The shoe trade in Massachusetts last year amounted to fifty-five millions of dollars, and the reason why our State has done so much more than any other in this necessary branch of business, is, that next to their untiring industry and perseverance, the shoe manufacturers of Massachusetts have always heartily and readily seconded the efforts of inventors and mechanics to perfect this so much needed improvement in their business. One establishment, the "North American Shoe Company," at Ballard Vale, have over fifty of the latest improved machines represented in our drawings, now running, and are increasing the number every week. This is a single establishment; but they are running in every town in the commonwealth. This machine is not confined to the shoe business in its various branches. Tailors, hatters, upholsterers, mattress makers, bag makers, glove makers, coach trimmers, dress makers, corset makers and shirt makers employ it. In short, show us wherever a thread is drawn, and we will show you the machine to do it. Folders and binders are attached for binding, whenever it is necessary for any article.

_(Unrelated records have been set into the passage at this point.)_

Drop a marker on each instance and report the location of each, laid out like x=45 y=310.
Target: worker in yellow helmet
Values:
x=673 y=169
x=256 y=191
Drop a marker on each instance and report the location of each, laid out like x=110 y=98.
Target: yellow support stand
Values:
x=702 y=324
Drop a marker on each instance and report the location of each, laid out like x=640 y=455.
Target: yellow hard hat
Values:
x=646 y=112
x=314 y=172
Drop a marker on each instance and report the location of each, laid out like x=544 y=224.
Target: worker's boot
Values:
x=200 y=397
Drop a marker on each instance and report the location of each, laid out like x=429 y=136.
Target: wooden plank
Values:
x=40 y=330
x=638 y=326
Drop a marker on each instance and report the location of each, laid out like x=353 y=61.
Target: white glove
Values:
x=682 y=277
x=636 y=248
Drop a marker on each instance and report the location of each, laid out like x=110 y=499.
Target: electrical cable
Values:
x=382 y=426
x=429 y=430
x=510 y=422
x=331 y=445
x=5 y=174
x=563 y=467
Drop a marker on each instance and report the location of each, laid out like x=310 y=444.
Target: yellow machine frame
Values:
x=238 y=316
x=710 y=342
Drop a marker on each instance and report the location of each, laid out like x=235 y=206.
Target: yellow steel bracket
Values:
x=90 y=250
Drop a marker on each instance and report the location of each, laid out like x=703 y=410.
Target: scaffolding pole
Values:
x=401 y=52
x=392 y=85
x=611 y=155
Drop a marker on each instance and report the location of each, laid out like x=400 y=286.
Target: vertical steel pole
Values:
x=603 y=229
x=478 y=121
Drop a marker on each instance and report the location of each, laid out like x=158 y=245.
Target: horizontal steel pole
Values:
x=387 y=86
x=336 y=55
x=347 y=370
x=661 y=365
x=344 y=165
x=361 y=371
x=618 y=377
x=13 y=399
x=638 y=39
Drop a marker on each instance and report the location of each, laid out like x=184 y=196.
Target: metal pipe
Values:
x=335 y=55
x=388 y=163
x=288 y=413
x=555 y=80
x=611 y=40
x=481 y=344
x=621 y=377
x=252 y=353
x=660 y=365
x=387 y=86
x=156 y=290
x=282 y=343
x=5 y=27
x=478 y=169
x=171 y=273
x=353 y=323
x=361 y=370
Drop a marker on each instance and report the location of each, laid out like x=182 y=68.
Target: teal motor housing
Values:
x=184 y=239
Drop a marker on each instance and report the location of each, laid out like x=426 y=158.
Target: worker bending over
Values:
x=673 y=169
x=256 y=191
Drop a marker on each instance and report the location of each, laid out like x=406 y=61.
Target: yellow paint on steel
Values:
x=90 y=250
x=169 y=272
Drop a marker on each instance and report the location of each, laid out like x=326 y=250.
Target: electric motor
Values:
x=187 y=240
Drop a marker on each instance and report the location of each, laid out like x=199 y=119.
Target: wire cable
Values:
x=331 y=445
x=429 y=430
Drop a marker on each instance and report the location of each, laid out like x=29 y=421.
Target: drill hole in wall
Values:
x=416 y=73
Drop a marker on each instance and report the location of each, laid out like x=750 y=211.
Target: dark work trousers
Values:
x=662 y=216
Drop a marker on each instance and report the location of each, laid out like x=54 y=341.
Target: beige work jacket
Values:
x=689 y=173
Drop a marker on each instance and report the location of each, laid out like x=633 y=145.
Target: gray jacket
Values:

For all kinds of family use, these machines are really invaluable. Simple and beautiful in their construction, making no more noise in running than a set of knitting needles in the hands of a smart old lady, they are free from a serious objection which has been alleged against the use of machinery for sewing.
Mr. Hunt, the principal in the manufacture of these machines, is likewise at the head of the house of N. Hunt & Co., manufacturers of leather belting. He is a Boston merchant as well as a Boston mechanic; a modest, unassuming man, of indomitable perseverance and energy. He has labored for years to bring his sewing machine to the position it now occupies, and it has been no easy matter to accomplish this. It has required a vast amount of labor as well as a large outlay of money; but he has succeeded, and we doubt not that he will reap a rich reward from his investment of capital, labor, time and thought. Mr. Webster, who is now associated with Mr. Hunt in the manufacture and sale of these sewing machines, is a young man of industry and business capacity, and we venture to predict that Messrs. Hunt & Webster will occupy a front rank in the phalanx of the sewing machine fraternity, in the sale of machines as they now do in the manufacture of them.
The engravings on this page represent different departments in the establishment of Messrs. Hunt & Webster, Nos. 26 and 30 Devonshire Street, viz.: the "Forging and Lathe Room," where the work is begun, the "Polishing and Turning Room," and the "Finishing Room," whence the completed machines pass into the "Sales Room."